With the cumulative outperformance of the S&P Growth Index by 33 percent and the S&P Information Technology Sector Index by 73 percent in the past 10 years over the S&P 500 Index, the PARNX fund has fared well against its peers and the benchmark. While this is a risk to the fund when the technology sector turns down relative to the index, the fund’s rigorous stock-picking discipline with strict ESG criteria may help mitigate this risk. One stock holding is Alphabet (GOOGL), which according to Dodson has a great moat, a good social story and model employee treatment, with generous maternity leave, fitness centers and time off for charitable events. While year-to-date the stock has trailed the S&P, it has a huge cash cushion, stable revenue, and an innovative and smart workforce, and it continues to be a long-term holding in PARNX.

Management Team
PARNX’s management team consists of Jerome Dodson, the founder of Parnassus Investments and portfolio manager of the fund since 1984; Ian Sexsmith, a portfolio manager since 2013; and Robert Klaber, a portfolio manager since 2016. The fund’s investment style is set by Dodson, who is a well-known technology analyst and has a career background that includes working in a nonprofit organization serving minority-owned businesses and at a bank that designed innovative products for depositors to invest in solar energy projects. While the other two portfolio managers have shorter tenure at the fund, they have both been senior research analysts with the firm since 2011 and 2012, respectively, with overlapping responsibilities across other funds’ teams. Given that Dodson is expected to retire as CEO in 2018 and to change some of his fund responsibilities, there appears to be enough lead time to mitigate the succession risk in this fund.

Performance
Based on Morningstar, year-to-date to August 26, 2016, PARNX has returned 6.07 percent per annum compared with the S&P 500 Total Return Index’s 7.67 percent and its large-growth peers’ 3.00 percent. The fund has underperformed the S&P 500 Index by 5.76 percent and 0.54 percent per annum on a one-year and three-year basis, but has outperformed its peers by 0.69 percent and 0.81 percent per annum in the respective periods. The fund has outperformed both the S&P 500 Index and its peers on a five-year, 10-year and 15-year basis, with a per annum return of 18.57 percent, 10.23 percent and 6.4 percent, respectively. The fund was rated Morningstar’s top-performing ESG fund in the 10-year period to June 30, 2016. The fund also ranks within the top 1 percent of the large-cap growth fund category during that period.
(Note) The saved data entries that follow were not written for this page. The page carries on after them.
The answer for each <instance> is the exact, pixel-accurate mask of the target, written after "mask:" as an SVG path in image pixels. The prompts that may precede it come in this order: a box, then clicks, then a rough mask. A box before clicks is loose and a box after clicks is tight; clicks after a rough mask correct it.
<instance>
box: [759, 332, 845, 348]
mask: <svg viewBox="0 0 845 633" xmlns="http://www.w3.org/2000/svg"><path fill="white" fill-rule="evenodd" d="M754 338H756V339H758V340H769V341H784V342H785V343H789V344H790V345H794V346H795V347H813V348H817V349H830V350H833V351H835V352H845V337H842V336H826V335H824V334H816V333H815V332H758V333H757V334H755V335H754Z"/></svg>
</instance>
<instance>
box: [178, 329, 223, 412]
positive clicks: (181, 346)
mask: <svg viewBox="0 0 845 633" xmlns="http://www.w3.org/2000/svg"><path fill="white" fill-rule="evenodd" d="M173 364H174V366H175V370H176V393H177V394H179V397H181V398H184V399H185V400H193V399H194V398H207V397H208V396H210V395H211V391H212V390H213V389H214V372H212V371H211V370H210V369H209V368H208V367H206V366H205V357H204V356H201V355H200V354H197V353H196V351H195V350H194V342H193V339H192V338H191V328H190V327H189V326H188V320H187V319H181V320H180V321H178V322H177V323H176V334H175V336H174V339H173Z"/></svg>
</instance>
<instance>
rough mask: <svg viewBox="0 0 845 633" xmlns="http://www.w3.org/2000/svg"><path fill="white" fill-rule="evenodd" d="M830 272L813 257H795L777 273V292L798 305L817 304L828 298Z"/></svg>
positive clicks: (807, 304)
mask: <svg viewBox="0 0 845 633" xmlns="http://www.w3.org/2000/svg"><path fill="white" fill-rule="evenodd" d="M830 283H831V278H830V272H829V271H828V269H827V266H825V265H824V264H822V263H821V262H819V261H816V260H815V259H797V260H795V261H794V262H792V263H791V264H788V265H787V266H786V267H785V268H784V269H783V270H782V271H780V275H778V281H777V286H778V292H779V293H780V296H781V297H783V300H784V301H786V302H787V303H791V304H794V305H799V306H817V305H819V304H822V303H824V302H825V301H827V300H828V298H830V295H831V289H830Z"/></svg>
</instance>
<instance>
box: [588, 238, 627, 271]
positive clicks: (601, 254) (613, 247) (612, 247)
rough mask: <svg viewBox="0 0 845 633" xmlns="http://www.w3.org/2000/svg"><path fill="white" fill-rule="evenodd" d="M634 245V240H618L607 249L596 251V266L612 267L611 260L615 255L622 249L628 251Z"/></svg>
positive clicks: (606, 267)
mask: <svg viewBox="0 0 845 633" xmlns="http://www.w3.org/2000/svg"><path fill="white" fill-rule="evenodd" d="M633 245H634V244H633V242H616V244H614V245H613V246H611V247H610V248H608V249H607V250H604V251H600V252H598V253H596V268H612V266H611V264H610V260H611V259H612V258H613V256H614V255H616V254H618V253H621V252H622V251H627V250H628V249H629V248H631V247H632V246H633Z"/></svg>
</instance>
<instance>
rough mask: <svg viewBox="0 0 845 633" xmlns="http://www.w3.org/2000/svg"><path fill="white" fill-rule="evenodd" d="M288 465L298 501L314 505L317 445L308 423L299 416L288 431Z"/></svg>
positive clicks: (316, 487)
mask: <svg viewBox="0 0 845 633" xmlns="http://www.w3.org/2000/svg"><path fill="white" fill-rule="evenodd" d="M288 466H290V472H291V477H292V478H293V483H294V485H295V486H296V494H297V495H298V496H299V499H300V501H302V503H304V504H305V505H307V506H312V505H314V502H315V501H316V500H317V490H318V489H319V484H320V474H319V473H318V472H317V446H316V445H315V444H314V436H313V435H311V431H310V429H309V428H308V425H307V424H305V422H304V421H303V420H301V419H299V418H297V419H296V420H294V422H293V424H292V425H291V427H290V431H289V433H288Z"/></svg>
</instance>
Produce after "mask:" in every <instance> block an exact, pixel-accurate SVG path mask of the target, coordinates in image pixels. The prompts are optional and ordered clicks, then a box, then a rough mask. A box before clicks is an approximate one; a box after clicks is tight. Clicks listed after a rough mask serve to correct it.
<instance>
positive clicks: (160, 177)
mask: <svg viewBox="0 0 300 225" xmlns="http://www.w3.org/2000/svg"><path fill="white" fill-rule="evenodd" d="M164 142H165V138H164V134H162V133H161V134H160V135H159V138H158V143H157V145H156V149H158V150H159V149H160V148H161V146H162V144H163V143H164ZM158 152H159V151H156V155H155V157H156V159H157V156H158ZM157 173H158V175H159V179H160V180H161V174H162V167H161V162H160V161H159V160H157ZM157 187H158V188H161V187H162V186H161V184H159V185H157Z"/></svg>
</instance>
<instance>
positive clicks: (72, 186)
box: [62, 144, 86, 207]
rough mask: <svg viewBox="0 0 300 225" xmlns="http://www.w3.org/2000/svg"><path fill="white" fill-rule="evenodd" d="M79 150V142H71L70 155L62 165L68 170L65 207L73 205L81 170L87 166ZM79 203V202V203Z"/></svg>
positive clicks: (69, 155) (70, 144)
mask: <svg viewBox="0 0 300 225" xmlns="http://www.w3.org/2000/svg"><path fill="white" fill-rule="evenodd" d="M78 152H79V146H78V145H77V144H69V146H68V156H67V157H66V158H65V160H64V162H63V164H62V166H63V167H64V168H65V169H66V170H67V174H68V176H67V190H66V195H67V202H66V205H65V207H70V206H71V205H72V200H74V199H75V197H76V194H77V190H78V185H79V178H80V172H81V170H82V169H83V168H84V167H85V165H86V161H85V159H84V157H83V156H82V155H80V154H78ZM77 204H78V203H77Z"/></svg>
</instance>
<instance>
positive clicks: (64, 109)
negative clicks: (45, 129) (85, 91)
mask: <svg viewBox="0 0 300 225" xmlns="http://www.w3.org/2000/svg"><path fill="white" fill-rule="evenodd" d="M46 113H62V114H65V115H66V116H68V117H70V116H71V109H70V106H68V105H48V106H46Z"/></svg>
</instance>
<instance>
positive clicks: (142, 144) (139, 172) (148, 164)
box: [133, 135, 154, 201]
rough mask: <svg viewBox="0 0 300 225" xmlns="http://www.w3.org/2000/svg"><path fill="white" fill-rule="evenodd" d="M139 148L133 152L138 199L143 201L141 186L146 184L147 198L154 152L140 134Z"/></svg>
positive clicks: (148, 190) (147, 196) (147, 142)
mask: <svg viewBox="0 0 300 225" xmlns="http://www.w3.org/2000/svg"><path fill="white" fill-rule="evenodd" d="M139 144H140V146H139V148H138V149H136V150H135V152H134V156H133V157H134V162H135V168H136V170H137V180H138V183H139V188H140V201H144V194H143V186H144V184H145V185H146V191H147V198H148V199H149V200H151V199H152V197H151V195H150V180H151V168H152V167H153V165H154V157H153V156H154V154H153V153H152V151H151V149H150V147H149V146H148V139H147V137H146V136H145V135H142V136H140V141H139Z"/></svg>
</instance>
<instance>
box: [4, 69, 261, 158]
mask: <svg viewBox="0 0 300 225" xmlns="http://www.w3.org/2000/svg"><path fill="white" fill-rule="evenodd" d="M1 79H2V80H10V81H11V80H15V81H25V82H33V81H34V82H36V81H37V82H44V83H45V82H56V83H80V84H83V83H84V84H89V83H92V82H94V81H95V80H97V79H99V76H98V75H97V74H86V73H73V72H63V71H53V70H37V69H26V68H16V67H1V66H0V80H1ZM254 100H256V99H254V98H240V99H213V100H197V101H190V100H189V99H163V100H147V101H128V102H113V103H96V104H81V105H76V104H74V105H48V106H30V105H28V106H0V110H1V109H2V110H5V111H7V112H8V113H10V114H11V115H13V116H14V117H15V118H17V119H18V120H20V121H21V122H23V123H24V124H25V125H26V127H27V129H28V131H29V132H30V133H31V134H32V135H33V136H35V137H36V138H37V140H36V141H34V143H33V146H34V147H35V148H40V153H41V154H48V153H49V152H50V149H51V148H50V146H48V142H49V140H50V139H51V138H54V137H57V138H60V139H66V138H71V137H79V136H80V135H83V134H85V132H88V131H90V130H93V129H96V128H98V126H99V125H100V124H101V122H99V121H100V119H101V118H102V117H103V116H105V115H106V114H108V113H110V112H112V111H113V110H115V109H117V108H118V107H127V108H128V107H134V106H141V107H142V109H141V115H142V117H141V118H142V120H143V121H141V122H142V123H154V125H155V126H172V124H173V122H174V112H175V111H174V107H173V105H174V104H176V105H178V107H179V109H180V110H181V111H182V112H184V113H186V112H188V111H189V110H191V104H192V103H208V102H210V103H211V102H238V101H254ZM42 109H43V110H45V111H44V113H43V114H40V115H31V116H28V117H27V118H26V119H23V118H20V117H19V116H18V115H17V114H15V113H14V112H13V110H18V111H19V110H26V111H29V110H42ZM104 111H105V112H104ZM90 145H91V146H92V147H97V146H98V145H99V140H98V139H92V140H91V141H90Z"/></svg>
For the past five years to July 31, 2016, the fund has a 1.21 beta to the S&P 500 Index, with a higher standard deviation of 15.81 percent as compared with S&P’s 12.08 percent. While the fund has greater volatility, its 10-year upside capture ratio against the S&P 500 Index is 121 compared with 102 for its peers, according to Morningstar, which leads to the fund’s positive performance rating.

Conclusion
The Parnassus Fund (PARNX) combines ESG investment principles, portfolio concentration and value investing in Warren Buffett’s style, delivering outstanding long-term returns against the S&P 500 and its ESG and large-growth peers. It has one of the longest investment records – over 25 years – among ESG funds. The fund has navigated between the growth and blend styles with a traditional overweight in the technology sector given the manager’s expertise. Its sector concentration, higher volatility and potential succession issue are some of the risks to monitor. However, the firm’s investment philosophy of picking ethical and good social businesses with long-term competitive advantages that deliver good corporate performance at an undervalued price will help mitigate the risks mentioned above.